Digital Underground Construction
PI: Byrne, Byron
Department: Engineering Science (DF)
Growing populations and the effects of climate change have placed unprecedented pressures on water and wastewater systems worldwide. A substantial amount of new buried infrastructure is required in the UK alone ‒ and efficient use of underground space appears the most viable, if not the only, sustainable solution. Whilst construction is beginning to enjoy exciting innovations, these relate primarily to above-ground activities. Similar advances underground have been obstructed by key residual uncertainties relating to structural interaction with soil. This is because systems to measure and monitor 'soil-structure interaction' (SSI) during underground construction simply do not exist. This is particularly important for (micro-) tunnelling, shafts and deep excavations where 'soil-structure interaction (SSI)' plays a crucial role in the construction process. Solving these uncertainties is essential to achieve UK government targets of 50% reduction in emissions and 33% reduction in costs by 2025.

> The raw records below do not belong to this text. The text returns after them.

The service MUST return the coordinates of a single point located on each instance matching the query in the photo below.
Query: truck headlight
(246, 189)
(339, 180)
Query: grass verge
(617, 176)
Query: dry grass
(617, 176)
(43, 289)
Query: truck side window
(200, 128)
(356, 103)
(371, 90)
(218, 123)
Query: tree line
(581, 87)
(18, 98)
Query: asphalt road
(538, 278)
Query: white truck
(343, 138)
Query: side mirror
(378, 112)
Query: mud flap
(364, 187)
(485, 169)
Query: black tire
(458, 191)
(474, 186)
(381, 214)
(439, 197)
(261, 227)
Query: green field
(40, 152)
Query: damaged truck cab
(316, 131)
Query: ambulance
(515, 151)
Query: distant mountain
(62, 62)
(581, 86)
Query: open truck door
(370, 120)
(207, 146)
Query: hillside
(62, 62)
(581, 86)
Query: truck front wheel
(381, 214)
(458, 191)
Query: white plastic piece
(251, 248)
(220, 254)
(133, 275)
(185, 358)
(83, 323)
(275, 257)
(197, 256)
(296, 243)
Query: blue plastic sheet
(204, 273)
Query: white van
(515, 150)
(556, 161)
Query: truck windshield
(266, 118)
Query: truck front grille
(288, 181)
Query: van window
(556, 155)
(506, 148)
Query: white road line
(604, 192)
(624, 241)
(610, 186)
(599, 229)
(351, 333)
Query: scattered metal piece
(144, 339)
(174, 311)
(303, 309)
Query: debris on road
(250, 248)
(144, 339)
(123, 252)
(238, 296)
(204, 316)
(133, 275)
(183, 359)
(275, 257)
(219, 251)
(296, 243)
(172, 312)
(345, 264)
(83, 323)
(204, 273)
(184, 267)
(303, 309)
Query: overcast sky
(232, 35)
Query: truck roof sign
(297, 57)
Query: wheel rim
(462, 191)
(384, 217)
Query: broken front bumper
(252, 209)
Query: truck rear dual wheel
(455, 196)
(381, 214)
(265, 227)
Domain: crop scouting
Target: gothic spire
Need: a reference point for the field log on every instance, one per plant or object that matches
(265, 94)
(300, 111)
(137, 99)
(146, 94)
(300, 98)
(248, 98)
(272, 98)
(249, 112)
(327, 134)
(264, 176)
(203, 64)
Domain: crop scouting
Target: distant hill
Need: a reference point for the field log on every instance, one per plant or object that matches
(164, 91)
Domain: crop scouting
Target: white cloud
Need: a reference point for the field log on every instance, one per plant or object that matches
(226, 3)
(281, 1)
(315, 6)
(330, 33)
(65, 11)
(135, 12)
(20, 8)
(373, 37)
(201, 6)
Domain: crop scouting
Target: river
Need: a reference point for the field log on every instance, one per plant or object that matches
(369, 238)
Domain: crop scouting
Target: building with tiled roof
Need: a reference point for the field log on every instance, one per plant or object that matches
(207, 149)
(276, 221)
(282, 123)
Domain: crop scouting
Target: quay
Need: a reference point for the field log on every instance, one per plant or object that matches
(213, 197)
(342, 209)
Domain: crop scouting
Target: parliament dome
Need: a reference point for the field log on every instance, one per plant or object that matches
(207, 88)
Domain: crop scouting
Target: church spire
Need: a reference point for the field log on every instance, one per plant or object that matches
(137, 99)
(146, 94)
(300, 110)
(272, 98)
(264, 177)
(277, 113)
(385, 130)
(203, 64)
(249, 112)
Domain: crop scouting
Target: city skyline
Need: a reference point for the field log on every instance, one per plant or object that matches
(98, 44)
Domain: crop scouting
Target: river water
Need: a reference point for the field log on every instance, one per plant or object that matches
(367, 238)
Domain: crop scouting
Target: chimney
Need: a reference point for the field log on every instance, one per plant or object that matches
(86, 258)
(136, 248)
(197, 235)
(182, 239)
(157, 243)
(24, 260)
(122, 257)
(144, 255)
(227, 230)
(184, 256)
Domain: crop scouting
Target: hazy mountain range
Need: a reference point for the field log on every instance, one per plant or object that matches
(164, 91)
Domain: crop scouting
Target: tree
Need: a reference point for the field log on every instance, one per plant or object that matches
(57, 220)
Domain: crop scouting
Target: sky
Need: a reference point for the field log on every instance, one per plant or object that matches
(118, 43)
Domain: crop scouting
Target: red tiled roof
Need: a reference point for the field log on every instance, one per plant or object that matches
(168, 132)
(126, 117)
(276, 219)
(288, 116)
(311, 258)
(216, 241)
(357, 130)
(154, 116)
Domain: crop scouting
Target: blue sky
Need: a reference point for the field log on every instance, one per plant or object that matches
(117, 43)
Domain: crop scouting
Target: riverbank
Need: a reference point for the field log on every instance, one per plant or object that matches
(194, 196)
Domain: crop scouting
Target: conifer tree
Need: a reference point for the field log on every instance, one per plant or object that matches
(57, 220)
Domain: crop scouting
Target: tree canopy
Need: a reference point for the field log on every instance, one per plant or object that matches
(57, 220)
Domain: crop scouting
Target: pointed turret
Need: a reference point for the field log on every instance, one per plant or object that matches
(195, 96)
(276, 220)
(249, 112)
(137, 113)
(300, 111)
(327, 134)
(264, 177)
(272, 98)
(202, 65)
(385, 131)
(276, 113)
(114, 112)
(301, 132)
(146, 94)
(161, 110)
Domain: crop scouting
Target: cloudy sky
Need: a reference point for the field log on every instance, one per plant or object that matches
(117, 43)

To overcome these limitations, Dr Sheil's team has developed a novel soil contact stress sensor by combining (a) a new 'box-type' sensor structure, (b) state-of-the-art fibre optic strain sensing and (c) machine learning. The team have obtained first proof-of-principle data and have validated a prototype sensor. This project aims to bring these sensors to technology readiness level 7 by integration these sensors within a real-time monitoring system and demonstrating their impact in an operational construction environment. At the end of the project we will seek follow-on capital venture investment to spin out a company with the construction sector as the initial primary market; this case study will be used to help attract that investment.